In the early 1970's, a group of aviation enthusiasts made a move to stop the exodus of historic aircraft leaving Canada for the U.S. and Europe. This group pooled their resources, to acquire as many of these aircraft as possible. The Canadian Museum of Flight and Transportation was incorporated, as a non-profit society, in March 1977 and was given the authority to issue tax-deductible receipts for donations. The Museum was located on Crescent Road in Surrey, British Columbia.
In 1996 the Museum moved to the Langley Airport. In the spring of 1998, the Museum legally changed its name to the Canadian Museum of Flight Association.
The Museum and restoration site is open year round, and houses over 25 aircraft both static and flying. The aircraft range from a WWII Handley Page Hampden to a T-33 Silver Star.

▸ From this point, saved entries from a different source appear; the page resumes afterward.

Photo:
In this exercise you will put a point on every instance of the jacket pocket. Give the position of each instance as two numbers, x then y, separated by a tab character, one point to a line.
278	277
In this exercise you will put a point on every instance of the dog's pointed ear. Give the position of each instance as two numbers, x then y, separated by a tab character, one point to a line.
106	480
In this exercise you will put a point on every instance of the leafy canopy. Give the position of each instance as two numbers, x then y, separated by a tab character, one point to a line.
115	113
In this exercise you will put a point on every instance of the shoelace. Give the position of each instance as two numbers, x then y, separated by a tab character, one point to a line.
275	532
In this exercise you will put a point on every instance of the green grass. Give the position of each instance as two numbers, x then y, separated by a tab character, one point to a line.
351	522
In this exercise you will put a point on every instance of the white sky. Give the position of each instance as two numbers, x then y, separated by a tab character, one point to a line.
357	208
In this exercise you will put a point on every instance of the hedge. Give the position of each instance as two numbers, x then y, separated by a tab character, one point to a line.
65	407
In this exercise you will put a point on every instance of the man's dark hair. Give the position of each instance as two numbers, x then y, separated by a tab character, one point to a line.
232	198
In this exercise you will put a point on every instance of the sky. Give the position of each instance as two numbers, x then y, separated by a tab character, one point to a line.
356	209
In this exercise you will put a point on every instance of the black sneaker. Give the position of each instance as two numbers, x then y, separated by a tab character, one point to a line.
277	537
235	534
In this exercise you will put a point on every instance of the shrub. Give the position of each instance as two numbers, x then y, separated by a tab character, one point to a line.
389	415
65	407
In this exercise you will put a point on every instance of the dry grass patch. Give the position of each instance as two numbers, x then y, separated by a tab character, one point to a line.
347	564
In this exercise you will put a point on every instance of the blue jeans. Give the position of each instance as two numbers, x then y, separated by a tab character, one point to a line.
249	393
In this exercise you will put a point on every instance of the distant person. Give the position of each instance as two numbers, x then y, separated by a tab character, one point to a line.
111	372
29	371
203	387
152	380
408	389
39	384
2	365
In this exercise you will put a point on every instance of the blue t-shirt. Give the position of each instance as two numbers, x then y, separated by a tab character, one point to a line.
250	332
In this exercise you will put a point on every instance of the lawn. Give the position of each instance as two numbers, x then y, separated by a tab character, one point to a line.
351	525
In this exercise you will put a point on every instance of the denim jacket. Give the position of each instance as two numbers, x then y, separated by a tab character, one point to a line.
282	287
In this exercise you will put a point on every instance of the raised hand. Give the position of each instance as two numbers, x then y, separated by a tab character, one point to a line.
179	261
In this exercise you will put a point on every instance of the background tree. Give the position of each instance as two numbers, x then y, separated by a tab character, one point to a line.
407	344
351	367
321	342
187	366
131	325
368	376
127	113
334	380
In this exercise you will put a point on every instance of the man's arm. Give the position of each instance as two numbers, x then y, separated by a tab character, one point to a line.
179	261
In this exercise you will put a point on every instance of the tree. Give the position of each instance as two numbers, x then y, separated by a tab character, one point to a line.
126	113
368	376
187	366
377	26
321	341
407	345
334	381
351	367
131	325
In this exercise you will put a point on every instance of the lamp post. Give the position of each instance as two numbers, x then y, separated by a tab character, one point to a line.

The Canadian Museum of Flight possesses the only displayed Handley Page Hampden in the world. On February 13th, 2002, after a 22 year restoration, Museum volunteers saw the 1937 Waco AQC Cabin biplane take to the skies. This restoration was done solely by the Museum’s volunteers whose age range from 16 to 82. Many of our volunteers spent their career in the aviation industry just to retire and put in full time hours at the Museum. We have a number of aircraft flying: Tiger Moth, Fleet Finch, SE5A replica, Waco AQC Cabin, Fleet Canuck and the Harvard II. Two Sopwith Pup replicas joined the flying fleet recently and will be seen at airshows in the area. A Waco INF and a North American Mustang replica are under refurbishment to flying condition at present. The historic Stearman biplane owned by the Seller family has joined the collection and is awaiting its turn to get back in the air. An Ercoupe is another recent acquisition, just needing some TLC to get it in the air.
The Museum is a very “hands-on” facility. A large selection of our aircraft can be touched, and the children can feel that aircraft are made not only from aluminum, but also wood and fabric. The Museum is constantly undergoing display changes to allow our visitors to see something new each time they stop by. Visitors can take a chronological walk around the Museum starting with WWI to present day, and can see how large a part Canada has played in aviation history.
The Museum is a ground-level facility, with ramps for easy wheelchair access. Vehicles and HandyDART buses can pull up adjacent to the main entrance.
Along with the aircraft and displays, the Museum has an extensive aviation gift shop with everything from posters to books, hats, t-shirts, toys, videos and much more.